The Public Interest and Accountability Committee (PIAC), has said it is unable to report on the programmes and activities undertaken with an amount of $169.51 million disbursed to the Annual Budget Funding Amount (ABFA) for Q1 2020.
In its 2020 semi-annual report, the PIAC notes that it was also unable to provide an update on the status of unutilised and unaccounted for ABFA funds, which stood at Ghs 1.5 billion.
For this reason, Noble Wadzah, chairman of PIAC, repeated his earlier call on Parliament to strengthen the committee’s oversight mandate on the Ministry of Finance.
“This is because the ministry’s persistent failure (fourth time) to provide half-year data on ABFA utilisation is not only adversely affecting the work of the committee, but is also eroding gains in the fight for transparency and accountability in the management and use of Ghana’s petroleum revenues for the benefit of citizens,” the chairman said in the report.
The ABFA is the portion of petroleum revenue used to support government’s budget.
The report also disclosed that the cumulative indebtedness to Ghana National Gas Company (GNGC) continued to increase to $942.26 million.
This, the report said, is as a result of the failure of GNGC’s customers to honour their obligations.
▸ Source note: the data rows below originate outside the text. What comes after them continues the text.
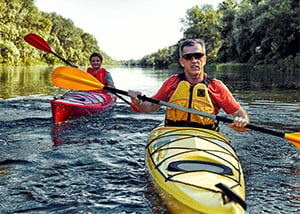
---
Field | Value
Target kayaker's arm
[230,107,250,132]
[128,90,161,113]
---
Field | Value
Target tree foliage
[0,0,115,65]
[135,0,300,68]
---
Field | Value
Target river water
[0,67,300,214]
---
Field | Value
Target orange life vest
[165,80,216,129]
[87,68,107,85]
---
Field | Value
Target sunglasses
[182,53,204,60]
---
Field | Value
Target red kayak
[51,90,117,123]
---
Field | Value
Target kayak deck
[145,127,246,213]
[51,90,116,123]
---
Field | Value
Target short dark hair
[89,52,103,62]
[179,39,206,58]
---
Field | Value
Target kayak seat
[168,160,233,175]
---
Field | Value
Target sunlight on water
[0,67,300,214]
The Ghana Petroleum Fund reserves, according to the report, recorded a 24.1 percent reduction at the end of June 2020 compared with the same period of 2019.
This was as a result of the lowered cap and subsequent withdrawals from the Ghana Stabilisation Fund (GSF).
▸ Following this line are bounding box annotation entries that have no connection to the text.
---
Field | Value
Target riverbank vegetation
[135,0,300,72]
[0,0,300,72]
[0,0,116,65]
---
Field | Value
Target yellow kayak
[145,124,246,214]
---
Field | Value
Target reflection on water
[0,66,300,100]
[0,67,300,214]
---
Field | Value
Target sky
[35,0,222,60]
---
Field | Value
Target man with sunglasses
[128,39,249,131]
“Consequently, the GSF yield reduced by 68.08 percent from that of the same period of 2019,” it added.
During the first half of 2020, cumulative raw gas production increased significantly by 65 percent, the highest recorded half-year volume of gas produced since 2010.
Total petroleum receipts in the Petroleum Holding Fund (PHF) in the same period stood at $322.57 million indicating a decline of 11.32 percent from a year ago.
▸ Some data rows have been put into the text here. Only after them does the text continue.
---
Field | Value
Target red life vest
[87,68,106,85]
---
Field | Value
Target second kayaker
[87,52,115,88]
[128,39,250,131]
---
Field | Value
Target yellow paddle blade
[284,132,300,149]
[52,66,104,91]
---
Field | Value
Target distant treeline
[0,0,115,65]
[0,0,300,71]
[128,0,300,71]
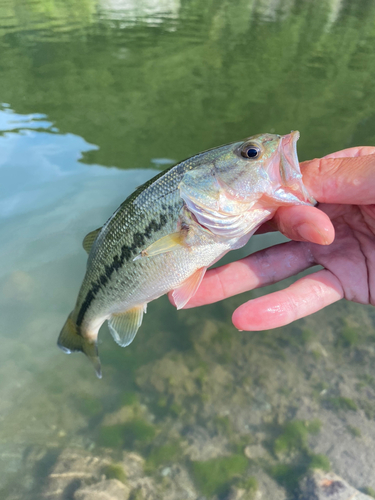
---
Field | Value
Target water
[0,0,375,500]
According to PIAC, GNGC received $1.78 million under the Cash Waterfall Mechanism in order to address its indebtedness to the Ghana National Petroleum Corporation (GNPC) for gas supplied. However, the committee said there was no payment made to GNPC.
Consistently, the non-payment of gas revenue denies the PHF of its due entitlement, the committee added.
Meanwhile, the Committee also discovered that Ministry of Finance has still not paid some $50 million advanced to it by the GNPC in 2013 for the construction of the Western Corridor roads leading to the Atuabo Gas Processing Plant.
According to PIAC’s semi-annual report on the management of the nation’s petroleum revenues, a direction by the Finance Ministry to the GNPC to have the loan amount expunged from it books in 2018, was in accordance to the Earmarked Funds Capping and Realignment Act.
The directive by the Finance Ministry however, followed a promise by the Ministry that provision had been made by the Ministry in the 2019 Budget for the settlement of the loan to the GNPC.